Стихи, чувств нежных вдохновенье,

Он по-арабски написал,

И вот их точное значенье:

108

"Цветы, луга, ручей живой,

Счастливый грот, прохладны тени,

Приют любви, забав и лени,

Где с Анжеликой молодой,

С прелестной дщерью Галафрона,

Любимой многими – порой

Я знал утехи Купидона.

Чем, бедный, вас я награжу?

Столь часто вами охраненный,

Одним лишь только услужу –

Хвалой и просьбою смиренной.

109

Господ любовников молю

Дам, рыцарей и всевозможных

Пришельцев, здешних иль дорожных,

Которых в сторону сию

Фортуна заведет случайно , -

На воды, луг, на тень и лес

Зовите благодать небес,

Чтоб нимфы их любили тайно,

Чтоб пастухи к ним никогда

Не гнали жадные стада".

110

Граф точно так, как по-латыни,

Знал по-арабски.

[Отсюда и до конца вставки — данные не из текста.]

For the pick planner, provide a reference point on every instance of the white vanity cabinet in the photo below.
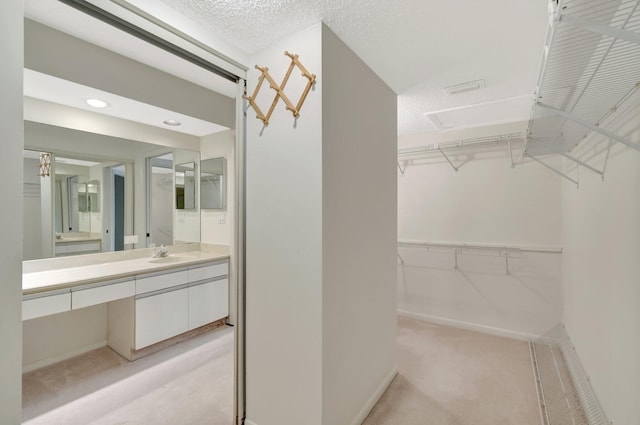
(160, 316)
(167, 304)
(45, 303)
(208, 301)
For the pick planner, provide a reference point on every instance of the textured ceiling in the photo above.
(417, 47)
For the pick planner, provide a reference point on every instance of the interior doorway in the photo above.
(160, 182)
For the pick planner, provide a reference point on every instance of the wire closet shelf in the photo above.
(487, 250)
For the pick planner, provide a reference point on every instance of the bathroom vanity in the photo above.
(151, 302)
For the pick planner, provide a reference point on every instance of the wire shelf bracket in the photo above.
(590, 126)
(553, 169)
(448, 160)
(607, 30)
(585, 165)
(589, 70)
(458, 249)
(500, 141)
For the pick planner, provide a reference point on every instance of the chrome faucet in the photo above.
(163, 251)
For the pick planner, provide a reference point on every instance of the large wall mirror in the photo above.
(213, 184)
(116, 196)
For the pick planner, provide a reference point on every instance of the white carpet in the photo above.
(189, 383)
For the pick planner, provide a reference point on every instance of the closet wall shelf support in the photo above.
(553, 169)
(458, 249)
(607, 30)
(585, 165)
(448, 160)
(590, 126)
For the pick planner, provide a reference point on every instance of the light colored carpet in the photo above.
(446, 376)
(188, 383)
(449, 376)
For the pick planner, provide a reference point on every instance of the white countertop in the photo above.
(65, 273)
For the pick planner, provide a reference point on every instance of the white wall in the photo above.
(11, 134)
(359, 231)
(321, 237)
(486, 202)
(284, 246)
(601, 272)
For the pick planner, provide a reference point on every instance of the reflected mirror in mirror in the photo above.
(185, 184)
(213, 184)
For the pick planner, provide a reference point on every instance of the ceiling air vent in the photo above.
(465, 87)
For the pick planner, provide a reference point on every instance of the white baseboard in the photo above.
(508, 333)
(55, 359)
(366, 409)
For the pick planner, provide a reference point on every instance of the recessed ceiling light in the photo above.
(172, 123)
(96, 103)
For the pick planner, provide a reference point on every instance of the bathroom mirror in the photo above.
(213, 183)
(185, 186)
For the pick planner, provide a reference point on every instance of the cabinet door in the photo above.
(208, 302)
(161, 316)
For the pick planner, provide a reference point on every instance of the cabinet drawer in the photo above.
(161, 316)
(39, 305)
(160, 281)
(209, 271)
(84, 296)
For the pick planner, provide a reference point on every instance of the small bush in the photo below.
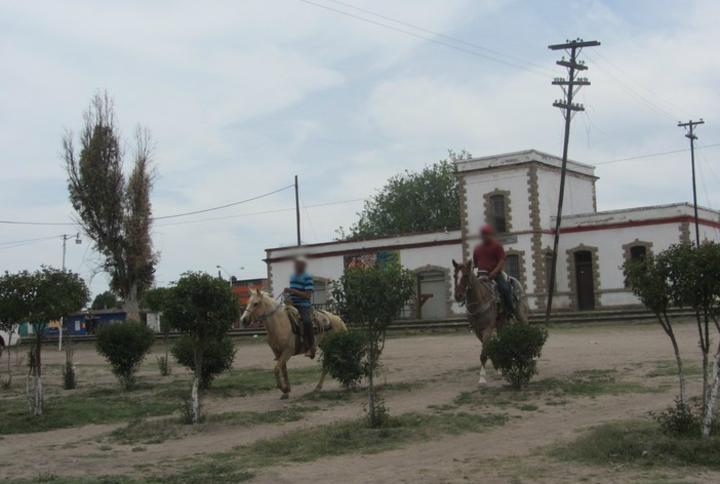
(69, 380)
(218, 356)
(344, 357)
(125, 345)
(514, 351)
(164, 365)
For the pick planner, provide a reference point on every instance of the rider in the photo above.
(489, 256)
(300, 292)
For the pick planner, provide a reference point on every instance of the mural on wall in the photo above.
(380, 258)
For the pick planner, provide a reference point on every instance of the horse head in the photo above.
(254, 308)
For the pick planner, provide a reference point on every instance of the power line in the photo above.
(162, 217)
(444, 36)
(652, 155)
(426, 38)
(227, 205)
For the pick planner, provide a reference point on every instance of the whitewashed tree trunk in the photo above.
(712, 397)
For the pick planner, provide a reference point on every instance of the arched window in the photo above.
(512, 266)
(498, 213)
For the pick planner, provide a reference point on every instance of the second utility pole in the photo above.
(570, 87)
(297, 210)
(691, 135)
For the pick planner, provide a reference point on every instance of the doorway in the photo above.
(584, 279)
(432, 295)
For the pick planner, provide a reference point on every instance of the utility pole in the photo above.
(570, 87)
(690, 134)
(297, 210)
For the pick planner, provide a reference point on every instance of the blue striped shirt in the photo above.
(302, 282)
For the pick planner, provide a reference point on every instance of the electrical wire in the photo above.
(426, 38)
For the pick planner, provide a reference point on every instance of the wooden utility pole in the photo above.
(570, 87)
(297, 210)
(690, 134)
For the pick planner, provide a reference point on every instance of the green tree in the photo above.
(413, 202)
(125, 346)
(114, 212)
(649, 282)
(693, 275)
(371, 298)
(53, 294)
(104, 300)
(155, 300)
(15, 305)
(202, 307)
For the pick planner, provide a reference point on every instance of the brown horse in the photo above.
(480, 298)
(281, 338)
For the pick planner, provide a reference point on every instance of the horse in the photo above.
(281, 338)
(480, 298)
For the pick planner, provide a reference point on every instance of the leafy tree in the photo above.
(15, 304)
(370, 298)
(52, 294)
(125, 346)
(218, 356)
(693, 275)
(514, 350)
(344, 356)
(204, 308)
(104, 300)
(114, 212)
(649, 282)
(155, 300)
(413, 202)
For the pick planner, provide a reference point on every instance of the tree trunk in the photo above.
(712, 397)
(131, 304)
(196, 411)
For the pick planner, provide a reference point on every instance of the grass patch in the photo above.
(640, 442)
(555, 391)
(75, 410)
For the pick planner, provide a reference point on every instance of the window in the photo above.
(512, 266)
(498, 213)
(638, 253)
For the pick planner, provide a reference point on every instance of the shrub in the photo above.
(218, 356)
(514, 351)
(125, 345)
(344, 357)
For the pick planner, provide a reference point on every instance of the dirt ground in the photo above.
(443, 366)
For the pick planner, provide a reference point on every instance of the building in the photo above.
(518, 194)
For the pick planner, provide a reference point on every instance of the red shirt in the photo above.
(487, 256)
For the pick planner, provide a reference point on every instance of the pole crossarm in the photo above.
(570, 86)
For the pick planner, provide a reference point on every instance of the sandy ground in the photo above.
(445, 365)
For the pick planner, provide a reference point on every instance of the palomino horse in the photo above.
(281, 338)
(480, 299)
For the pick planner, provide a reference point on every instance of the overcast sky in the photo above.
(242, 95)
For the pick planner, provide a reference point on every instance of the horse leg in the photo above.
(318, 387)
(484, 337)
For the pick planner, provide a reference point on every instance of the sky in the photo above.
(242, 95)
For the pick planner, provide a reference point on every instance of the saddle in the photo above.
(321, 320)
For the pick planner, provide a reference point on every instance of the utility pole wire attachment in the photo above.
(570, 87)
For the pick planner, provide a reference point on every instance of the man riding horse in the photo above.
(300, 293)
(489, 258)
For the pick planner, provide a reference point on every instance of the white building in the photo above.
(518, 194)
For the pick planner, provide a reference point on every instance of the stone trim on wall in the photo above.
(448, 286)
(536, 255)
(522, 274)
(508, 210)
(464, 222)
(571, 274)
(684, 232)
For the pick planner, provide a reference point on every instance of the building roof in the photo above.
(521, 157)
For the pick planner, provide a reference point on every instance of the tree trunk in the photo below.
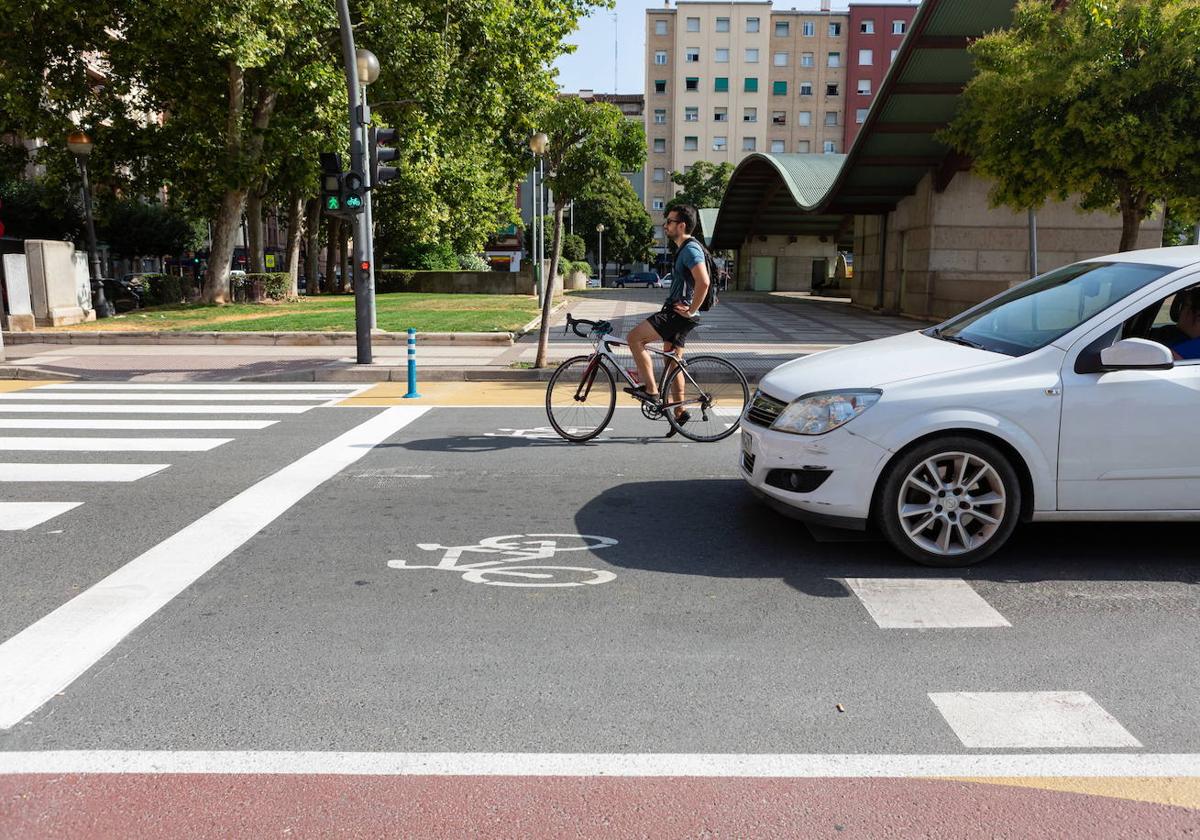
(547, 301)
(295, 220)
(333, 233)
(312, 246)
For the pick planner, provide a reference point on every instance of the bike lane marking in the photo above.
(48, 655)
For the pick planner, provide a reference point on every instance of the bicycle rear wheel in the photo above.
(714, 395)
(581, 397)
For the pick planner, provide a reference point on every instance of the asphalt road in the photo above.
(689, 619)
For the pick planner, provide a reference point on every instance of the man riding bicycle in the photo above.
(677, 318)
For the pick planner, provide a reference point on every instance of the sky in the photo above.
(591, 67)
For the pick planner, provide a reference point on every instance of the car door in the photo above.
(1129, 439)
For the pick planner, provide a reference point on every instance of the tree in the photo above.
(591, 143)
(1101, 99)
(702, 186)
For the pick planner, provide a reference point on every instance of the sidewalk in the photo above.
(757, 331)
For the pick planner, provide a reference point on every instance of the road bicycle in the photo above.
(581, 396)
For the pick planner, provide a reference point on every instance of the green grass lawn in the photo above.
(335, 313)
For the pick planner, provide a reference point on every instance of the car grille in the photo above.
(765, 409)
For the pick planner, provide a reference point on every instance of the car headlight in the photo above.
(820, 413)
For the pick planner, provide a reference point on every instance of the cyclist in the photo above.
(677, 318)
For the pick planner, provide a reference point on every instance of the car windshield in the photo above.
(1037, 312)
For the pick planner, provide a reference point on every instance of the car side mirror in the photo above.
(1137, 354)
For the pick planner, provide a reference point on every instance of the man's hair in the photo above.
(688, 214)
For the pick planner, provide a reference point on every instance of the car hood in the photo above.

Он не раз

Спасался тем от злых проказ,

Но от беды не спасся ныне.

111

Два, три раза, и пять, и шесть

Он хочет надпись перечесть;

Несчастный силится напрасно

Сказать, что нет того, что есть.

Он правду видит, видит ясно,

И нестерпимая тоска,

Как бы холодная рука,

Сжимает сердце в нем ужасно.

И, наконец, на свое позор

Вперил он равнодушный взор.

112

Готов он в горести безгласной

Лишиться чувств, оставить свет.

Ах, верьте мне, что муки нет,

Подобной муке сей ужасной.

На грудь опершись бородой,

Склонив чело, убитый, бледный,

Найти не может рыцарь бедный

Ни вопля, ни слезы одной.

А. С. Пушкин. «Ворон к ворону летит»

* * *

Ворон к ворону летит,

Ворон ворону кричит:

"Ворон! где б нам отобедать?

Как бы нам о том проведать?"

Ворон ворону в ответ:

"Знаю, будет нам обед;

В чистом поле под ракитой

Богатырь лежит убитый.

Кем убит и отчего,

Знает сокол лишь его,

Да кобылка вороная,

Да хозяйка молодая.

Сокол в рощу улетел,

На кобылку недруг сел,

А хозяйка ждет милого,

Не убитого, живого".

Микеланджело Буонаротти

(Перевод Андрея Вознесенского)

* * *

Кончину чую. Но не знаю часа.

Плоть ищет утешенья в кутеже.

Жизнь плоти опостылела душе.

Душа зовет отчаянную чашу!

Мир заблудился в непролазной чаще

средь ядовитых гадов и ужей.

Как черви, лезут сплетни из ушей.

И Истина сегодня – гость редчайший.

Устал я ждать. Я верить устаю.

Когда ж взойдет, Гос­подь, что ты посеял!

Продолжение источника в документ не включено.